Data Center Maintenance
- Continual uptime requires constant maintenance of overall environment
- maintain individual components on scheduled basis and unscheduled
General Maintenance Concepts
- devices in data center are in either:
- production mode
- maintenance mode
- When device is in maintenance mode, operator does:
- Removes all operational instances from the system/device before entering maintenance mode
- must migrate all virtualized instances off the specific systems before beginning maintenance
- to avoid affecting customers
- Prevent all new logins
- to prevent customer usage
- Ensure logging is continued, and begin enhanced logging
- admin activities are more powerful, so requires more logging
- test device functionality before restoring to production
- ensure proper maintenance documentation
Updates
- comply with vendor specific guidance on updates
- demonstrates due diligence
- update process should be formalized in governance policies
- elements:
- Document how, when, and why the update was initiated
- if originated from vendor, include date, update code or number, explanation, and justification
- Move update through the change management process
- all modifications should be through CM and documented
- put into maintenance mode
- apply the updates
- verify update
- validate modifications
- return to normal operations
Upgrades
- updates are applied to existing systems and components
- upgrades are the replacement of older elements with new ones
- follows similar process for updates
- but need to document changes in asset inventory
- removal and addition of elements
- includes secure disposal if relevant
Patch Management
- patches are a variety of update most commonly associated with software
- distinguished by frequency
- vendors issue patches on a regular basis for:
- immediate response to a given need (vulns)
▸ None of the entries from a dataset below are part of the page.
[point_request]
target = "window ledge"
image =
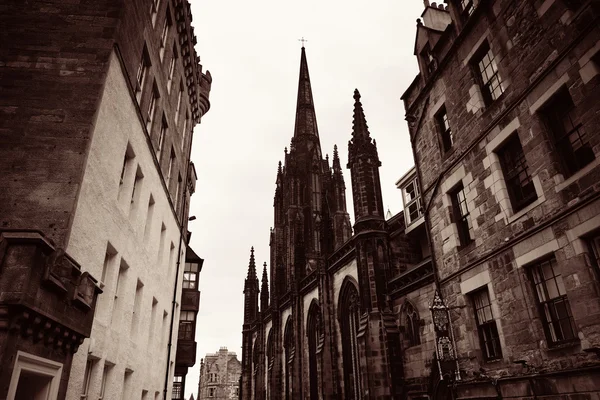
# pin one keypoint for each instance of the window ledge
(578, 175)
(563, 346)
(417, 222)
(525, 210)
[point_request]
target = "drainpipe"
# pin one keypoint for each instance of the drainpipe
(174, 302)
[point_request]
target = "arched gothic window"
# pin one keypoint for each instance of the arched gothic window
(349, 307)
(255, 361)
(411, 324)
(314, 332)
(289, 350)
(270, 361)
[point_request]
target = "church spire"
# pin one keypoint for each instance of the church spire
(264, 290)
(363, 162)
(306, 120)
(337, 168)
(252, 266)
(359, 122)
(251, 291)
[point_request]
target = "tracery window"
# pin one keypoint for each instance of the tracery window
(349, 319)
(270, 362)
(314, 332)
(289, 350)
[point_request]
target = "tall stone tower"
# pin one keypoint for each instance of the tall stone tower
(380, 343)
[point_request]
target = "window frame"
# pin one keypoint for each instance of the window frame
(142, 74)
(446, 133)
(462, 218)
(187, 273)
(559, 106)
(188, 325)
(415, 200)
(535, 273)
(487, 73)
(487, 330)
(513, 163)
(412, 324)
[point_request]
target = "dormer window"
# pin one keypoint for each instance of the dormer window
(428, 59)
(467, 8)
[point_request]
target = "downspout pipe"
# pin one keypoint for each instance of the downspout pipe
(174, 302)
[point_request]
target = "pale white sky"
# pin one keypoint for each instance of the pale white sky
(252, 51)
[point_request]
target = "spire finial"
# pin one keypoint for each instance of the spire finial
(252, 265)
(336, 160)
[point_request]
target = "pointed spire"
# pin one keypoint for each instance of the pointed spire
(252, 266)
(306, 121)
(336, 160)
(359, 122)
(265, 279)
(264, 290)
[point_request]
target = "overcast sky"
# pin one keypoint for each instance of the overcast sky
(252, 50)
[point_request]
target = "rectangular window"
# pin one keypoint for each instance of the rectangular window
(136, 184)
(491, 83)
(594, 244)
(164, 35)
(154, 10)
(137, 303)
(179, 97)
(186, 325)
(161, 137)
(171, 165)
(152, 109)
(516, 173)
(177, 189)
(412, 202)
(87, 377)
(428, 59)
(142, 74)
(486, 325)
(177, 387)
(190, 276)
(444, 126)
(461, 216)
(184, 130)
(553, 302)
(105, 371)
(171, 69)
(570, 138)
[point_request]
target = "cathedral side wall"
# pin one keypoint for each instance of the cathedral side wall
(348, 270)
(132, 316)
(418, 358)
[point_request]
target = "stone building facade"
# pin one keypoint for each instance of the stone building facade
(99, 102)
(220, 376)
(504, 124)
(327, 324)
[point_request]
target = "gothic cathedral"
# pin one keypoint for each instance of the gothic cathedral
(325, 328)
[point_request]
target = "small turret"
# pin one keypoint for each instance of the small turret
(363, 162)
(264, 290)
(251, 291)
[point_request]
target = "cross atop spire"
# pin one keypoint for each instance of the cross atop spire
(336, 160)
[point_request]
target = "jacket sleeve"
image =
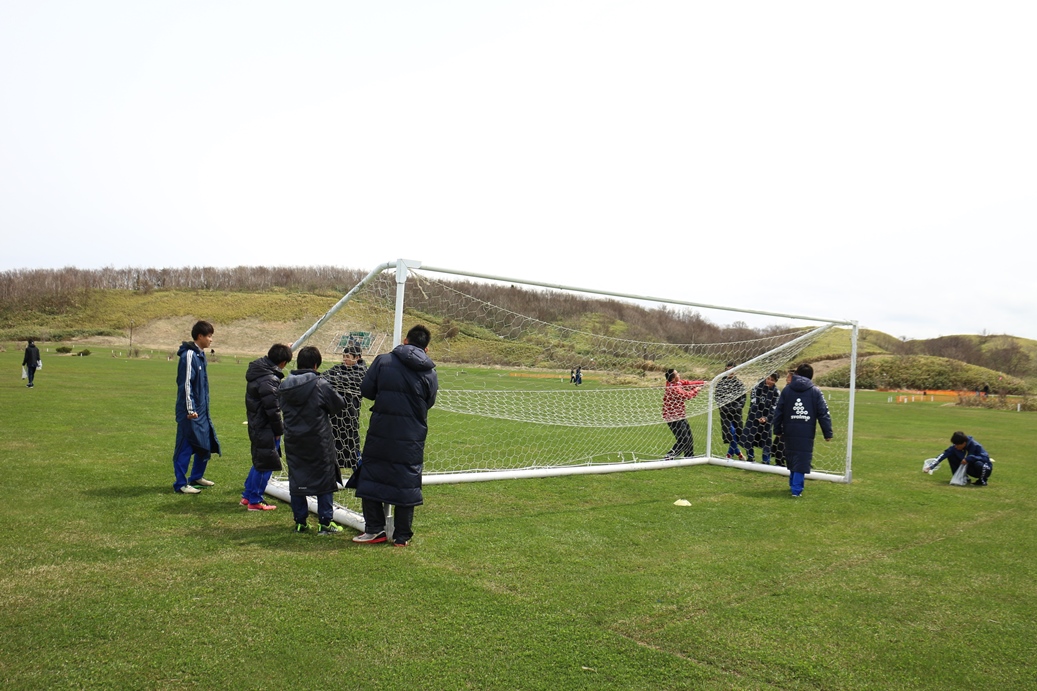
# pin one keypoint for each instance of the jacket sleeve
(268, 401)
(976, 452)
(779, 421)
(331, 401)
(432, 384)
(823, 416)
(369, 387)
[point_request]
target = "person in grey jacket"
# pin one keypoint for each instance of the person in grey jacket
(307, 402)
(403, 385)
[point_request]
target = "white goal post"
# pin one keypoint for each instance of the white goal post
(507, 351)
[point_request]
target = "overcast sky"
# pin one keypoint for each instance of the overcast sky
(873, 161)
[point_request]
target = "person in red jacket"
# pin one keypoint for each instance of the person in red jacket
(676, 392)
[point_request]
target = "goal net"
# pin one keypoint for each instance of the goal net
(540, 380)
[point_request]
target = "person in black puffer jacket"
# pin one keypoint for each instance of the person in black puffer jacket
(307, 402)
(403, 385)
(265, 426)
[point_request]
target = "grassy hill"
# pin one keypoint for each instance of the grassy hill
(120, 320)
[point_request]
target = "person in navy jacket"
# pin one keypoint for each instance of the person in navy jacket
(801, 408)
(968, 450)
(195, 433)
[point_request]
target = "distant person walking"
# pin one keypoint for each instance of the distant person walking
(801, 408)
(195, 433)
(31, 362)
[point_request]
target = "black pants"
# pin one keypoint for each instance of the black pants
(374, 520)
(684, 447)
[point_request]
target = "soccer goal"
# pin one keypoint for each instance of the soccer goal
(507, 353)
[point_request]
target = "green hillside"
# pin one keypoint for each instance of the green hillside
(249, 320)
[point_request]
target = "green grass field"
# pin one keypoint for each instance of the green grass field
(897, 581)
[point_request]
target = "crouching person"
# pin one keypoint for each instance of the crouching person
(965, 449)
(307, 402)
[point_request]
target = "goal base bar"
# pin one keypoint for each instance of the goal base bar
(450, 478)
(279, 489)
(777, 470)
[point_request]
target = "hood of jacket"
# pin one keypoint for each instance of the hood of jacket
(298, 388)
(414, 358)
(801, 383)
(262, 367)
(188, 346)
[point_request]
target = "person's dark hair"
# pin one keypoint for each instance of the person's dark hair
(309, 358)
(279, 353)
(201, 329)
(419, 336)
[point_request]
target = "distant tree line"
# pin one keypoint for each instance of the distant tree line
(998, 353)
(54, 291)
(664, 324)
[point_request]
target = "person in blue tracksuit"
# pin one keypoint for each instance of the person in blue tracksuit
(965, 449)
(761, 410)
(801, 408)
(195, 434)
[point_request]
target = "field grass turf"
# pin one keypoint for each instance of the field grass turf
(110, 580)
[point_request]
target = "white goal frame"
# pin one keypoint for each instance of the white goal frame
(402, 268)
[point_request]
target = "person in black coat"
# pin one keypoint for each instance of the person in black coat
(31, 361)
(403, 385)
(801, 408)
(265, 426)
(307, 402)
(761, 410)
(345, 379)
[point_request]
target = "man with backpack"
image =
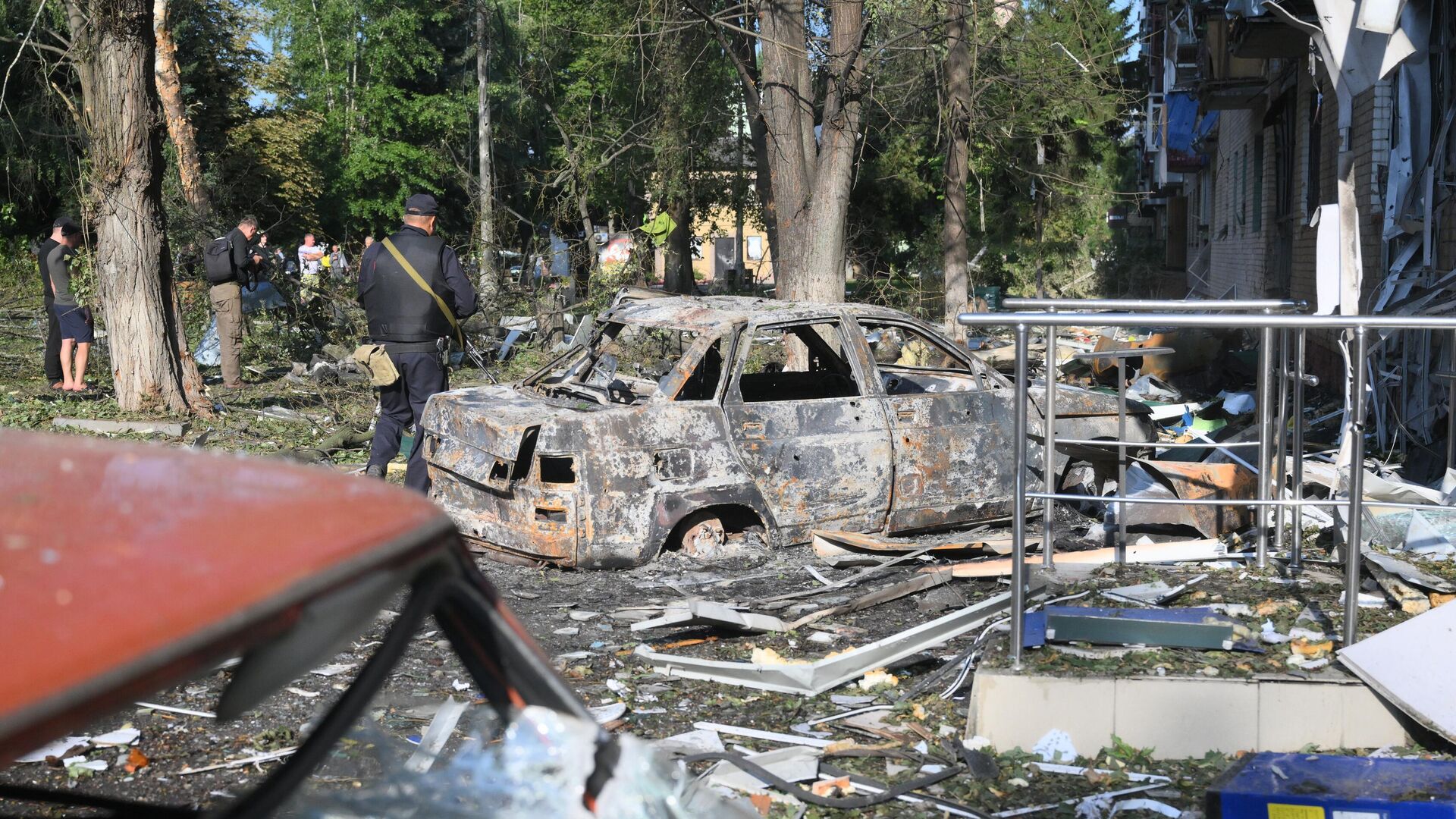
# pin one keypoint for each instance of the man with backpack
(228, 261)
(414, 293)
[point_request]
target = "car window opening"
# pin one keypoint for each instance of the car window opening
(702, 385)
(912, 362)
(625, 363)
(797, 363)
(558, 469)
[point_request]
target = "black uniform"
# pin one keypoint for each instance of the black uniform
(53, 333)
(408, 322)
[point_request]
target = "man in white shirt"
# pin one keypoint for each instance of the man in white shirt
(309, 264)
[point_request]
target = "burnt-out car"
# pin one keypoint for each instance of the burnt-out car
(680, 416)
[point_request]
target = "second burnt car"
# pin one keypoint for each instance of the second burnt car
(683, 417)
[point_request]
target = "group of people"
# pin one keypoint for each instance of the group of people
(411, 286)
(414, 293)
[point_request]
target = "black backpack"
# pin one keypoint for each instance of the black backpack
(218, 261)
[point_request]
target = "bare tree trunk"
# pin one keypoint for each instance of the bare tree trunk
(677, 265)
(959, 102)
(820, 276)
(490, 279)
(134, 273)
(745, 50)
(180, 127)
(788, 120)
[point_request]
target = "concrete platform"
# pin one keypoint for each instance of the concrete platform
(1181, 716)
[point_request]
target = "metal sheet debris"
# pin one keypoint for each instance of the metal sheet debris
(172, 428)
(839, 544)
(1187, 482)
(1174, 551)
(823, 675)
(770, 736)
(708, 613)
(794, 764)
(1411, 667)
(1155, 594)
(696, 741)
(436, 736)
(1185, 629)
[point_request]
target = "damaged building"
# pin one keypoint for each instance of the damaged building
(1245, 143)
- routine purposes like bug fixes and added functionality
- patch management process follows similarly to updates and upgrades
- but has additional risks for cloud data center
Timing
- There is a risk when vendor issues a new patch:
- if CSP fails to apply patch
- then can be seen as failing to provide due care for customers
- if CSP applies in haste
- can adversely affect production environment (customer operations)
- cause other vulnerabilities, break systems, etc.
- can use scheduled patching in a change control process
Implementation: Automated or Manual
- Automated
- allows for much faster delivery to more targets
- tools can include useful functions
- reporting that identifies which targets received the patch
- cross-referenced on asset inventory
- alerting to identify missed targets
- risk of misapplication of patches without a human observer
- Manual
- trained personnel can be more trustworthy
- but repetitiveness and boredom of process can affect personnel
- much slower and may lose thoroughness over time
Dates
- if targets are configured with varying dates (time zones, etc.)
- then patches may be applied at different times
- increases the risk window of the unpatched system
- virtualization compounds this issue